Natural Language Processing (NLP)
NLP and sentiment analysis involve processes that could enable computer reading, understanding, and processing of spoken or written language [145]. Some examples of NLP-related tasks include virtual personal assistants, chatbots, speech recognition, document description, and language or machine translation. Sentiment Analysis or Opinion Mining uses the result of NLP to mine information or trends that could translate to moods, views, and opinions from huge data collected from different social media platforms [146]. For instance, politicians can use sentiment analysis to ascertain the perceived views of the electorate about their candidate.
Image, Speech, and Pattern Recognition
Machine learning has significant application in this domain, where different ML techniques have been used to identify or classify real-world digital images [147]. A typical example of image recognition includes labeling digital images from an X-ray as cancerous. Like image recognition, speech recognition deals with sound and linguistic models [148]. Finally, pattern recognition aims to identify patterns and expressions in data [149]. Several machine-learning techniques, such as classification, feature selection, clustering, or sequence labeling, have been used in this area.
Sustainable Agriculture
Sustainable agricultural practices help improve agricultural productivity while reducing negative environmental impacts [150, 151]. Sustainable agriculture is knowledge-intensive and information-driven, where farmers make decisions based on available information and technology such as the Internet of Things (IoT), mobile technologies, and devices.
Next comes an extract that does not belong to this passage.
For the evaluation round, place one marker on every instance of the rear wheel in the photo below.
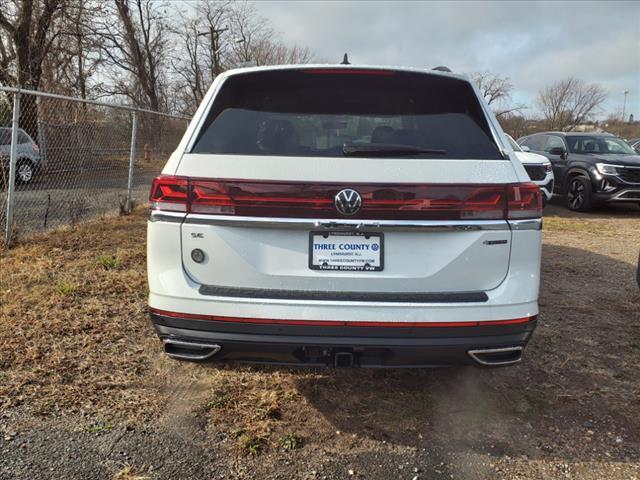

Machine learning techniques are applied to predict crop yield, soil properties, irrigation requirements, weather, disease detection, weed detection, soil nutrient management, livestock management, demand estimation, production planning, inventory management, consumer analysis, and more. Machine learning techniques have been used to predict the level of insect infestation with its associated damage in maize farms [152]. In Hengl et al. [153], spatial predictions of soil micro and macro nutrients were carried out using machine learning techniques to support agricultural development, monitoring and intensifying soil resources. Identifying and mapping ecosystems are important in supporting food security and other important environmental indicators for biotic diversity. Tchuenté et al. [154] developed two machine learning approaches to ecosystem mapping in the African continent-scale to classify the African ecosystem based on the Normalized Difference Vegetation Index (NDVI) dataset. Andraud et al. [155] applied machine learning for Benthic habitat mapping to characterise seafloor substrate using geophysical data at Table Bay, southwestern South Africa. Computer vision and machine learning techniques have been used in the evaluation of food quality and the grading of crops. Semary et al. [156] designed machine learning techniques using feature fusion and support vector machines for classifying infected or uninfected tomato fruits based on the external surface of the tomato fruits.
Pollution Control
Air pollution is regarded as one of the world's most immense public and environmental health challenges, with its adverse effects on the ecosystem, human health, and climate. Gaps in air quality data in the middle- and lower-income countries limit the development of policies relating to air pollution control with its resultant negative health impacts due to exposure to ambient air pollution. Long-term exposure to ambient air pollution is associated with an increase in mortality rates in these countries. There is a need for accurate and reliable estimates of air pollution prediction for land use regression. Coker et al. [157] proposed a land use regression model based on low-cost particulate matter sensors and machine learning to accurately estimate the exposure to air pollution in eastern and central Uganda—a sub-Saharan African country. The goal is to use low-cost air quality sensors in land use regression modelling to accurately predict the fine ambient particulates matter air pollution in the urban areas which will be estimated monthly. Amegah [158] also used machine learning techniques with low-cost air quality sensors for air pollution assessment and prediction in urban Ghana. Zhang et al. [159] developed a machine learning model using the random forest for estimating the daily fine particulate matter concentration in the industrialized Gauteng province in South Africa based on socioeconomic, satellite aerosol optical depth, meteorology and land use data.
Climate System
In estimating global gridded net radiation and sensible and latent heat alongside their uncertainties, machine learning has been deployed to merge energy flux measurements with meteorological and remote sensing data for accurate estimation [160]. The negative impact of climate change on human life informed the need for its study and prediction. Machine learning models have been employed to study the relationship between greenhouses gases emissions and climate variable change rhythm. Ibrahim, Ziedan & Ahmed [161] explored the application of ML techniques to climate data for building an ML models for predicting climate variable states for the long and short term in North-East Africa. This is employed in climate mitigation and adaptation as well as in determining the acceptable level of greenhouse gases with their corresponding concentration to avoid climate crises and events. Sobol, Scott & Finkelstein [162] utilized supervised machine learning to modern pollen assemblages in Southern Africa to understand biome responses to global climate change and determine specific biomes or bioregions representations. Probabilistic classification for fossil assemblages was generated for the reconstruction of past vegetation.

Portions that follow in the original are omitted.